# Exercise 1

Produce a “people” file with the following schema. Save it as a CSV with a header line to the working directory.

In [1]:
import pandas as pd
from datetime import datetime
from typing import Dict, List, Any

Here's a utility function to load columns as specified datatypes.

In [2]:
def load_csv(filename: str,
             col_dtypes: Dict[str,Any],
             date_cols: List[str] = [],
             index_col: str = None
            ) -> pd.DataFrame:
    """ Function loads specific columns from csv files as specific datatypes into a DataFrame
    
    Parameters:
    filename (str): Path of file to load
    col_dtypes (dict): Map of column name to the dtype we require in the output df
    date_cols (list): List of column names that should be converted to datetime objects
    index_col (str): Optional column name or index to use as the DataFrame row index
    
    Returns:
    pandas.DataFrame
    
    Note: For timestamp types, we should specify str as the dtype in the col_dtypes 
    argument.

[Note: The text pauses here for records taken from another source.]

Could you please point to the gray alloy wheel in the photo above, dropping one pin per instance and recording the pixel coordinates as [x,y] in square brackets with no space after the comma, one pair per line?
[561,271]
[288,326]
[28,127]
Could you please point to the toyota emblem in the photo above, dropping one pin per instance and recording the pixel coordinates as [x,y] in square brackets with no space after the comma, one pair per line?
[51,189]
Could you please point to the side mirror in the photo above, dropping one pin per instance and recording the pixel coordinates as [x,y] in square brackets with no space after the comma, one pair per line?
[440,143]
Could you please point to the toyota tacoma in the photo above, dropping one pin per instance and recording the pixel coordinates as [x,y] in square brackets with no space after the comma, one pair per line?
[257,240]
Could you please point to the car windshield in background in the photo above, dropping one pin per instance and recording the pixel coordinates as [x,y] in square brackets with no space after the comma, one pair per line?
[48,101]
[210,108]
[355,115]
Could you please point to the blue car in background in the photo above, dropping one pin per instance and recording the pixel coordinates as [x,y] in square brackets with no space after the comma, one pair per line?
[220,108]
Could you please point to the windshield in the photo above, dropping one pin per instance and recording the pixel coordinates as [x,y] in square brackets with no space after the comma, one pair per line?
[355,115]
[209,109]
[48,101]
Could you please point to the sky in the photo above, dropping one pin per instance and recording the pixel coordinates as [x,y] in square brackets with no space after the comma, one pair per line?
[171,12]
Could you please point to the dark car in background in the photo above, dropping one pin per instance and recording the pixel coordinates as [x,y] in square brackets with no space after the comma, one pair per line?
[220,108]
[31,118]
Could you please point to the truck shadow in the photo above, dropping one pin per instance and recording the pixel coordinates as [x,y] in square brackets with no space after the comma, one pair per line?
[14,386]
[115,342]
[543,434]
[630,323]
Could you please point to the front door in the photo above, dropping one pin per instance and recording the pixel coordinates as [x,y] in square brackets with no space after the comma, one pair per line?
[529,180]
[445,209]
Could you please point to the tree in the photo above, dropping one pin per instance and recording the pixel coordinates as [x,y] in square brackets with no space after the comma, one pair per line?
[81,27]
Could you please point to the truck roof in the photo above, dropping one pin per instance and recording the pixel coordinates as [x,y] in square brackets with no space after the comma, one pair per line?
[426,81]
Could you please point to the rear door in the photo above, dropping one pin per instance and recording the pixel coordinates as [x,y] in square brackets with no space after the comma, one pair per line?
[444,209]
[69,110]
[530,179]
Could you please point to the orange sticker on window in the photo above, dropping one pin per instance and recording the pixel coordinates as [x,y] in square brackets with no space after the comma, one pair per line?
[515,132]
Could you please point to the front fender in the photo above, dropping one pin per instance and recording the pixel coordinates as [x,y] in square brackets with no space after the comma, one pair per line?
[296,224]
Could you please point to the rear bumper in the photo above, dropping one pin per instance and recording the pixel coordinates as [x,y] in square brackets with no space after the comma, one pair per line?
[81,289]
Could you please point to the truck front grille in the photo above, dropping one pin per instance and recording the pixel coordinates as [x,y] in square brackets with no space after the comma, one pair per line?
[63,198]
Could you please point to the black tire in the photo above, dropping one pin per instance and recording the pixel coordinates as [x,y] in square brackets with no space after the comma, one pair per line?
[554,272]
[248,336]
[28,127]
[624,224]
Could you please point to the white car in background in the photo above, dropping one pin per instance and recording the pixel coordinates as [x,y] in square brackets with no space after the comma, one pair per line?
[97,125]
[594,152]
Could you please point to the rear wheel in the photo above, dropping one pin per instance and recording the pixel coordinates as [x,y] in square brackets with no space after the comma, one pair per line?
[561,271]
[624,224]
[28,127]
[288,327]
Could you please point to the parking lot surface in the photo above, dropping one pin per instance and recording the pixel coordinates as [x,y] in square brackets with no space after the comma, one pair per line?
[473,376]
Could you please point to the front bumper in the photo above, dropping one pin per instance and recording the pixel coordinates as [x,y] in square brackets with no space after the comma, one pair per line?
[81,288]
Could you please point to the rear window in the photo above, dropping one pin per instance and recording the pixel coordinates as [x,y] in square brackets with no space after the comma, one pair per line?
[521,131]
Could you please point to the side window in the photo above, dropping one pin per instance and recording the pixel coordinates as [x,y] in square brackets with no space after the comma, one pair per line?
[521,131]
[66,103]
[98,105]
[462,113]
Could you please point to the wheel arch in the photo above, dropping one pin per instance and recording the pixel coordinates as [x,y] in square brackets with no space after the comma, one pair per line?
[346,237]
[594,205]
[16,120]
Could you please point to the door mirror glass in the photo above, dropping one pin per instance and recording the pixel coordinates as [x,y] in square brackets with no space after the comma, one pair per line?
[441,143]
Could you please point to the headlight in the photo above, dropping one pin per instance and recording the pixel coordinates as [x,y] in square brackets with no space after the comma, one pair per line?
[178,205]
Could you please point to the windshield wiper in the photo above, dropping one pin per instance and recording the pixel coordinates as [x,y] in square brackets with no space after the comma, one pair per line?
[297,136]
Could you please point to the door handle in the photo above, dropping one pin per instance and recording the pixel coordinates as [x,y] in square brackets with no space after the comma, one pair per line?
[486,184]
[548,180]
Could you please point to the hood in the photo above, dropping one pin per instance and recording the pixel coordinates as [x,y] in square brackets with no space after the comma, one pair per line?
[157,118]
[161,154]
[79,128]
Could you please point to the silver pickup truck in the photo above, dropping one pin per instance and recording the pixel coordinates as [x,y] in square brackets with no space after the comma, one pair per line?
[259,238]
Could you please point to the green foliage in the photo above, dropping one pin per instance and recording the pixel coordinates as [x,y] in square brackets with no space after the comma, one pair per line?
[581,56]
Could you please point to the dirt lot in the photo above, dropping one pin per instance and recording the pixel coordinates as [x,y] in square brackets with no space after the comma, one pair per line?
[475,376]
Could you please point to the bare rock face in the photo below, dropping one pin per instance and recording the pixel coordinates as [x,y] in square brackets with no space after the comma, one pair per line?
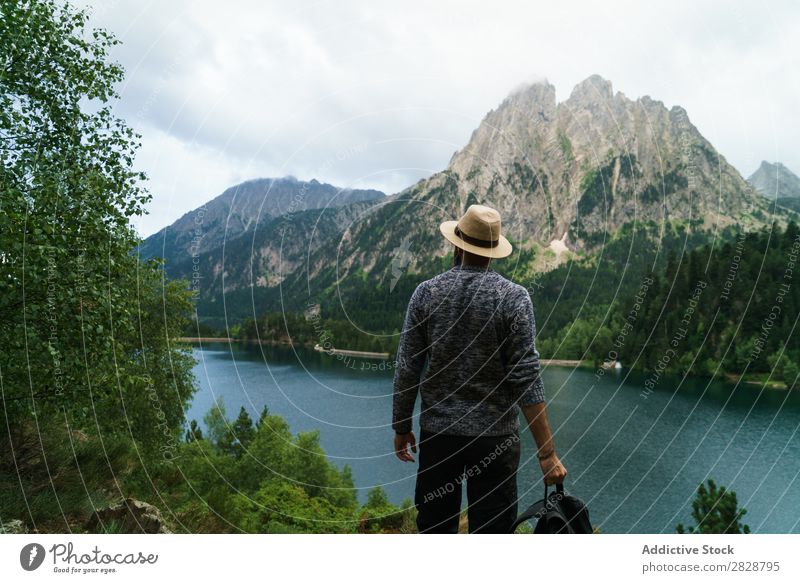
[592,162]
[131,517]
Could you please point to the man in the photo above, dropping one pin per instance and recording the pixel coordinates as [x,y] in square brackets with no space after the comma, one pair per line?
[475,330]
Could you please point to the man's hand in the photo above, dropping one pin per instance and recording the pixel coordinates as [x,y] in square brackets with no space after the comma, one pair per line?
[553,470]
[402,443]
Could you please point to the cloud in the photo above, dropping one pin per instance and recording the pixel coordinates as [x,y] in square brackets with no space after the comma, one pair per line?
[269,88]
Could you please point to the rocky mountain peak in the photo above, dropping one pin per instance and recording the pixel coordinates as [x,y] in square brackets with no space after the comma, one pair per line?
[592,89]
[775,181]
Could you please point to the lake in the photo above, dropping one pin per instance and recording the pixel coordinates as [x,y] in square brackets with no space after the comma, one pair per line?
[635,460]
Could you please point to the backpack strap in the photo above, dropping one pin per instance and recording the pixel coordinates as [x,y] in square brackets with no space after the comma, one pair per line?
[535,508]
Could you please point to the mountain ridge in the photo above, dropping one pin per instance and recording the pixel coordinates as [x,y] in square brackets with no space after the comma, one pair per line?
[239,209]
[775,181]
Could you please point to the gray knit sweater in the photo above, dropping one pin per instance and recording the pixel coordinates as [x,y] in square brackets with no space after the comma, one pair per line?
[475,330]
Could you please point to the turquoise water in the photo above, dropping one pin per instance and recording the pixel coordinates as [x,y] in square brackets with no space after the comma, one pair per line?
[635,461]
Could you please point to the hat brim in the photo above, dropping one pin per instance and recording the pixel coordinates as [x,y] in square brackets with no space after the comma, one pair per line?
[503,249]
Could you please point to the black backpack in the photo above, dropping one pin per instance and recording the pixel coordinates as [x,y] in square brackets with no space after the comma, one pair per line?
[557,513]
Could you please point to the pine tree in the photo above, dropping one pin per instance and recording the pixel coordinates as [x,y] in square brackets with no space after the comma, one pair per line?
[715,512]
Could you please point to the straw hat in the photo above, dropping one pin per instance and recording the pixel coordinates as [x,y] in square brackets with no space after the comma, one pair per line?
[478,232]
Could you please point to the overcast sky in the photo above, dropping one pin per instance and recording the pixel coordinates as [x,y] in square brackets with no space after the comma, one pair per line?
[380,94]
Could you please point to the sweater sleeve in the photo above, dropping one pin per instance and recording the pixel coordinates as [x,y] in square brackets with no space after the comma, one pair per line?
[523,372]
[411,353]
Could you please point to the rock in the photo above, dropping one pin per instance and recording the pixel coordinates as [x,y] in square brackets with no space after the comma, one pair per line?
[131,517]
[14,526]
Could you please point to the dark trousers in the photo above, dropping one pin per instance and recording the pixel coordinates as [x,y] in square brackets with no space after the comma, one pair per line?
[489,467]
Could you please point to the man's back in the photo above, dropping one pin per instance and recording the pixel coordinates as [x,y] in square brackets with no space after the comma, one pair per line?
[477,330]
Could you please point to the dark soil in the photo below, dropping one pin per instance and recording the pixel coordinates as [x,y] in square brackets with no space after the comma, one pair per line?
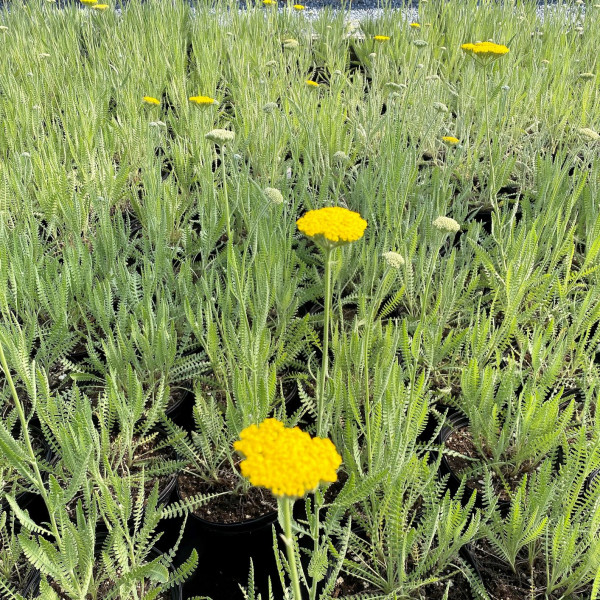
[230,508]
[348,585]
[461,440]
[104,589]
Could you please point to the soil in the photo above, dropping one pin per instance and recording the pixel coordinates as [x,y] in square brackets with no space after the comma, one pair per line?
[104,588]
[231,508]
[176,395]
[502,584]
[461,440]
[348,585]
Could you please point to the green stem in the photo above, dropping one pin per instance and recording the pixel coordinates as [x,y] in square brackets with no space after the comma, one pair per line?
[367,341]
[285,504]
[325,359]
[227,215]
[492,186]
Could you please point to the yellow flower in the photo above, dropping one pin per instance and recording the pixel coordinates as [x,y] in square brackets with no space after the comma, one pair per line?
[286,460]
[485,49]
[202,100]
[450,140]
[332,224]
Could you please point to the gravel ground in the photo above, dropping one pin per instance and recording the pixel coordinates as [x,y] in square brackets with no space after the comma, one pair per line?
[360,10]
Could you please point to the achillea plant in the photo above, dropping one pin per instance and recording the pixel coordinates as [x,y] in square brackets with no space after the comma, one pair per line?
[290,463]
[330,228]
[202,100]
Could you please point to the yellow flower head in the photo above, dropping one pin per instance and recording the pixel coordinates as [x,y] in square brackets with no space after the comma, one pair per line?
[333,225]
[286,460]
[449,139]
[485,49]
[202,100]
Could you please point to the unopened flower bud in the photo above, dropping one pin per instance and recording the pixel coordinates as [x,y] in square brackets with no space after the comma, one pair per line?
[274,195]
[446,224]
[393,259]
[220,136]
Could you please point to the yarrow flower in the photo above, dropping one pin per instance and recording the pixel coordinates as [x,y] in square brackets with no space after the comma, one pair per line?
[393,259]
[446,224]
[332,225]
[449,139]
[202,100]
[286,460]
[220,136]
[274,195]
[485,49]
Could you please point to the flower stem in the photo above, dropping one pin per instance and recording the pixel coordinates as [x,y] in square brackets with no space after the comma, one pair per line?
[227,216]
[285,504]
[325,359]
[492,186]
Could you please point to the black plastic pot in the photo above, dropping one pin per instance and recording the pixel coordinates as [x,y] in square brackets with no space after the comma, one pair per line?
[32,586]
[225,552]
[459,421]
[181,411]
[229,529]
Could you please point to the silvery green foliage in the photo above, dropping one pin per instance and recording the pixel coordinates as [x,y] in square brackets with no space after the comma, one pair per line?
[79,562]
[515,422]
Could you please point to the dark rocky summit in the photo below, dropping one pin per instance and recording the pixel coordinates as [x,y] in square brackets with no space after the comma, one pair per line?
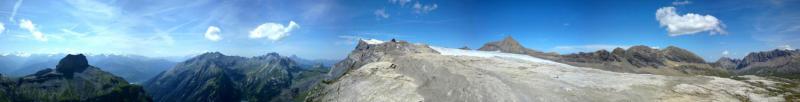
[636,59]
[509,45]
[73,80]
[71,64]
[778,63]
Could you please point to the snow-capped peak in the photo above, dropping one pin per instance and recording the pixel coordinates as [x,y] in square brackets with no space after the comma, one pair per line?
[373,41]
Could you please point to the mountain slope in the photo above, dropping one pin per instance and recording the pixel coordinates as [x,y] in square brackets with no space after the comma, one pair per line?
[221,78]
[400,71]
[778,63]
[74,80]
[133,68]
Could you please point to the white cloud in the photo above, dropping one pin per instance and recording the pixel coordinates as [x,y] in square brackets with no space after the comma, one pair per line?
[28,25]
[381,13]
[587,48]
[14,10]
[273,31]
[678,3]
[785,47]
[687,24]
[423,8]
[213,33]
[2,28]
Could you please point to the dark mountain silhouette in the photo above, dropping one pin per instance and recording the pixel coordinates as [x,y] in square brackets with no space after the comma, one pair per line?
[779,63]
[135,69]
[636,59]
[72,80]
[220,78]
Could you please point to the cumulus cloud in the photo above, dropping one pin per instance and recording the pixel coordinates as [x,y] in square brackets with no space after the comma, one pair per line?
[687,24]
[587,48]
[678,3]
[381,13]
[212,33]
[14,10]
[2,28]
[401,2]
[725,53]
[273,31]
[424,8]
[28,25]
[785,47]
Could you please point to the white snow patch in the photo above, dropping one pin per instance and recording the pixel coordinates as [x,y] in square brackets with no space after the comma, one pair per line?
[373,41]
[489,54]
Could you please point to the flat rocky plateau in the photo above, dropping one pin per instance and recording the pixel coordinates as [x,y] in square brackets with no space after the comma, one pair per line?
[445,74]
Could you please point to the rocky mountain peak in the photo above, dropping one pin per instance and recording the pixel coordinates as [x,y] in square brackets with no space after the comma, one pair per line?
[72,63]
[211,54]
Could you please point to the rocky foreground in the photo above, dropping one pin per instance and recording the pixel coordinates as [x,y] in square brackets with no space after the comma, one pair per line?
[399,71]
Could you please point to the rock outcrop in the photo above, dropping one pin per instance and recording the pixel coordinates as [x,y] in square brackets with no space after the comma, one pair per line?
[636,59]
[509,45]
[220,78]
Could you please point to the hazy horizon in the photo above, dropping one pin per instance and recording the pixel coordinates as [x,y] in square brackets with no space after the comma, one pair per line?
[329,29]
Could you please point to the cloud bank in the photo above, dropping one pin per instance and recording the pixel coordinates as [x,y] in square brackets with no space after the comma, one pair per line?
[28,25]
[2,28]
[273,31]
[687,24]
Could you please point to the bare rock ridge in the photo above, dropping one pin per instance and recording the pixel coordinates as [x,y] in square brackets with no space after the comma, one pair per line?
[636,59]
[779,63]
[72,63]
[366,52]
[214,76]
[400,71]
[509,45]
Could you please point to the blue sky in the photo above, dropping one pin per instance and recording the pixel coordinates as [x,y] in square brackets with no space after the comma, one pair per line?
[329,29]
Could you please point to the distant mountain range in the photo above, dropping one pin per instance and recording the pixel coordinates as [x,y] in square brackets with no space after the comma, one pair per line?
[637,59]
[221,78]
[134,68]
[668,61]
[72,80]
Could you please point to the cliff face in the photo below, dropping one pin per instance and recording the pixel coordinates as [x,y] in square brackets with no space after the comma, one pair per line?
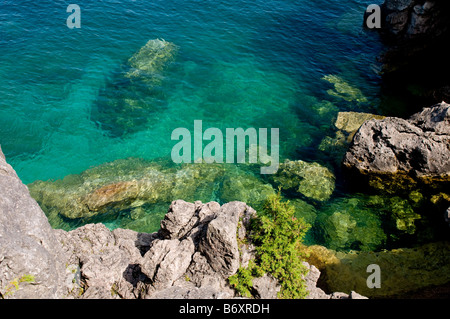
[28,245]
[415,64]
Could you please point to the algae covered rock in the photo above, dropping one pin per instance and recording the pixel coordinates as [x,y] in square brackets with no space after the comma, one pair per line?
[394,155]
[343,90]
[135,193]
[151,60]
[309,179]
[350,223]
[245,187]
[350,122]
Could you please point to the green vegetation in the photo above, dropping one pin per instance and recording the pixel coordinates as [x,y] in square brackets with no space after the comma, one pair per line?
[13,285]
[278,236]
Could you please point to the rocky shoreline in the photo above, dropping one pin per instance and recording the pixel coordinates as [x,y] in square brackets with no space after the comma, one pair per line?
[197,248]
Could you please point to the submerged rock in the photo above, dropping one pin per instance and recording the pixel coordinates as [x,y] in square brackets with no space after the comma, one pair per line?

The col_dtypes dict is passed directly to pandas read_csv() and datetime
    conversion is performed as a second step after reading data in from file. 
    
    The only date format allowed for columns listed in date_cols is as follows:

        Example: 
            Mon, 1979-03-05 21:08:54

        Format String:
            %a, %Y-%m-%d %H:%M:%S
        
        See https://docs.python.org/3/library/datetime.html#strftime-and-strptime-behavior
        for more information on strftime() format string conventions.
        
        Also see https://pandas.pydata.org/docs/reference/api/pandas.to_datetime.html for
        details on the utility function used to convert date strings to datetime objects
    """
    
    # Read csv file - only load columns specified in col_dtypes_keys
    df = pd.read_csv(filename, usecols=col_dtypes.keys(), dtype=col_dtypes)
    
    date_fmt = "%a, %Y-%m-%d %H:%M:%S"

    for col in date_cols:
        df[col] = pd.to_datetime(df[col], format=date_fmt)
    
    # Set the index column if provided
    if index_col:
        df = df.set_index(index_col)
        
    return df

### Constinuent Information

In [3]:
# cons.csv columns and data types to read
cons_dtypes = {
    'cons_id': int,
    'source': str, # note - storing as a string here, but might be more efficient as category
    'create_dt': str,
    'modified_dt': str
}

# load as a DataFrame
df_cons = load_csv('data/cons.csv',
                   col_dtypes = cons_dtypes,
                   date_cols = ['create_dt', 'modified_dt'],
                   index_col = 'cons_id'
                  )

# change NaN values back to blank strings in the source
df_cons.source = df_cons.source.fillna('')

df_cons.shape[0]

700000

In [4]:
# Now, let's examine the header line and first 3 rows of data
# df_cons.head(3)

In [5]:
# # Create a styler object and left align the text, then view header line and first 5 rows
# df_info_styled_hd = df_info.head().style
# df_info_styled_hd.set_properties(**{'text-align': 'left'})
# df_info_styled_hd.set_table_styles([{
#     'selector': 'th:not(.index_name)',
#     'props': 'text-align: left;'
# }])

In [6]:
# # Let's check the size of the data file and the data types for each of its columns
# df_info.info()

### Constinuent Email Addresses

***Note:***
* Boolean columns (including 'is_primary') in all of these datasets are 1/0 numeric values. 1 means True, 0 means False. (We only want primary email addresses)

In [7]:
# cons_email.csv columns and data types to read
email_dtypes = {
    'cons_email_id': int,
    'cons_id': int,
    'email': str,
    'is_primary': bool # casting these as booleans, so output will be True/False rather than 0/1  
}

# load file as a DataFrame
df_email = load_csv('data/cons_email.csv',
                    col_dtypes = email_dtypes,
                    index_col = 'cons_email_id'
                   )
# We only want to include primary emails (see schema for people file)
# so filter to include only rows where values of is_primary is True 
df_email = df_email.loc[df_email['is_primary']]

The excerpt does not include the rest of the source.